Step 6: (Optional) Configure third-party Ingress controller DNS

Skip this step if you use Astronomer Software's integrated ingress controller.

Follow the instructions in this section to create DNS entries pointing to the third-party ingress controller instance that provides ingress service to Astronomer Software.

Astronomer Software Third-Party DNS Requirements and Record Guidance

Astronomer Software requires the following domain names be registered and resolvable within the Kubernetes cluster and to Astronomer Software users:

  • app.<base-domain> (required)
  • deployments.<base-domain> (required)
  • houston.<base-domain> (required)
  • prometheus.<base-domain> (required)
  • grafana.<base-domain> (required if using Astronomer Software's integrated grafana)
  • kibana.<base-domain> (required if not using external elasticsearch)
  • registry.<base-domain> (required if using Astronomer Software's integrated container-registry)
  • alertmanager.<base-domain> (required if using Astronomer Software's integrated Alert Manager)
  • <base-domain> (optional but recommended, provides a vanity re-direct to app.<base-domain>)
  • install.<base-domain> (optional)

Astronomer generally recommends that:

  • The <base-domain> record is a zone apex record, that is typically expressed by using a hostname of @, and points to the IP(s) of the ingress controller.
  • All other records are CNAME records that point to the <base-domain>.

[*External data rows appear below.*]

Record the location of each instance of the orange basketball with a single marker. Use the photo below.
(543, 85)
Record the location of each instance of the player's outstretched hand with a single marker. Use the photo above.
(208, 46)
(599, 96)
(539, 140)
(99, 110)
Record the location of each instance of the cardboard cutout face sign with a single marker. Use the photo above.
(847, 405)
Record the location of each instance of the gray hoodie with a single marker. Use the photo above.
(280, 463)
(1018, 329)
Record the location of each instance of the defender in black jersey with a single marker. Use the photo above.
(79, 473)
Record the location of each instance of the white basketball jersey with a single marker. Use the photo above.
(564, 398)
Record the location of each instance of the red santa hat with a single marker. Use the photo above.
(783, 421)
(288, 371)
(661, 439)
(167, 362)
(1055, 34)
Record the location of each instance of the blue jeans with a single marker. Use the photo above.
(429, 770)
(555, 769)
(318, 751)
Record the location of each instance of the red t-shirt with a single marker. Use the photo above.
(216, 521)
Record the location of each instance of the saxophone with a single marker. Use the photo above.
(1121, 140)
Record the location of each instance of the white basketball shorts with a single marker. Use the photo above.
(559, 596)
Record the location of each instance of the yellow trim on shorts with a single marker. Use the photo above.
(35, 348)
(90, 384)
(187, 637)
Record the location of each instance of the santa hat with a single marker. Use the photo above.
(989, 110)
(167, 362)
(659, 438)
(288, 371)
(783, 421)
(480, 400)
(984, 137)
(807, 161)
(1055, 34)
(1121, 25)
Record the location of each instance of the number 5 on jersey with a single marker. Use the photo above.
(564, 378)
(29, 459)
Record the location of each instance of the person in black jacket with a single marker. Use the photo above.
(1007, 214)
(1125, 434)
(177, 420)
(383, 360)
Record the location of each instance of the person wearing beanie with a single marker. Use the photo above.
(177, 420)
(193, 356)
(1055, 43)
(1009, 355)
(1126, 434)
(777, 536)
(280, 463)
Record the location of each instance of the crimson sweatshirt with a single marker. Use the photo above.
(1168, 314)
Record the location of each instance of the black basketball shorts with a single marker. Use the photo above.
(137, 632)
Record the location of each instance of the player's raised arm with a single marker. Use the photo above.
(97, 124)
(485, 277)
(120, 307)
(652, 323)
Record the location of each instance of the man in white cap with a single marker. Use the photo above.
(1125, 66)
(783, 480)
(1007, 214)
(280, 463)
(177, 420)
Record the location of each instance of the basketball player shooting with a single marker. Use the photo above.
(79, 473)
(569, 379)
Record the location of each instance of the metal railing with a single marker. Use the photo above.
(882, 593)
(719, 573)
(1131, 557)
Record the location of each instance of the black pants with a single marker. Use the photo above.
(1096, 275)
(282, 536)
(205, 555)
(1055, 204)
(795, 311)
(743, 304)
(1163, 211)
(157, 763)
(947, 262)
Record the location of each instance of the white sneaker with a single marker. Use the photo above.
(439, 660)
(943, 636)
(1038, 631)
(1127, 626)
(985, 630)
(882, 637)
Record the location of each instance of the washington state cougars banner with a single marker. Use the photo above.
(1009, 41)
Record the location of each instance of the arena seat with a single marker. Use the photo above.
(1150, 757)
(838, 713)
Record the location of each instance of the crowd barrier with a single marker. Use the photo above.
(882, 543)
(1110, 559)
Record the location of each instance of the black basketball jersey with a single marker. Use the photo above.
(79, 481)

For platform administrators unable to register the base domain, Astronomer recommends that:

  • The app.<baseDomain> record is a record pointing to the IPs of the ingress controller.
  • All other records are CNAME records pointing to app.<base-domain>.
tip

For lower environments like sandboxes or development environments, Astronomer recommends a relatively short ttl value, such as 60 seconds, when you first deploy Astronomer so that any errors can be quickly corrected.

Request ingress information from your ingress administrator

Provide the details you gathered in Astronomer Software Third-Party DNS Requirements and Record Guidance to your ingress controller administrator, making sure to replace <base-domain> with your chosen base domain. Then, request the following information from the administrator:

  • The ingress class name to use, or whether you should leave the class name blank and use the default.
  • The IP addresses to use for DNS entries pointing to the ingress controller.
  • Whether DNS records are automatically created in response to ingress sources that you create later in the install.
  • Whether DNS records need to be manually created, and if so, who coordinates their creation and who creates them.

Save this information for later in this setup.

Create DNS records pointing to your third-party Ingress controller

Create DNS records that point to your third-party ingress controller based on your organization's standard workflows.

Use dig <hostname> or getent hosts <hostname> to verify that each DNS entry is created and points to the IP address of the ingress controller you use.

Step 7: Request and validate an Astronomer TLS certificate

To install Astronomer Software, you need a TLS certificate that is valid for several domains. One of the domains is the primary name on the certificate, also known as the common name (CN). The additional domains are equally valid, supplementary domains known as Subject Alternative Names (SANs).

Astronomer requires a private certificate to be present in the Astronomer Software platform namespace, even if you use a third-party ingress controller that doesn't otherwise require it.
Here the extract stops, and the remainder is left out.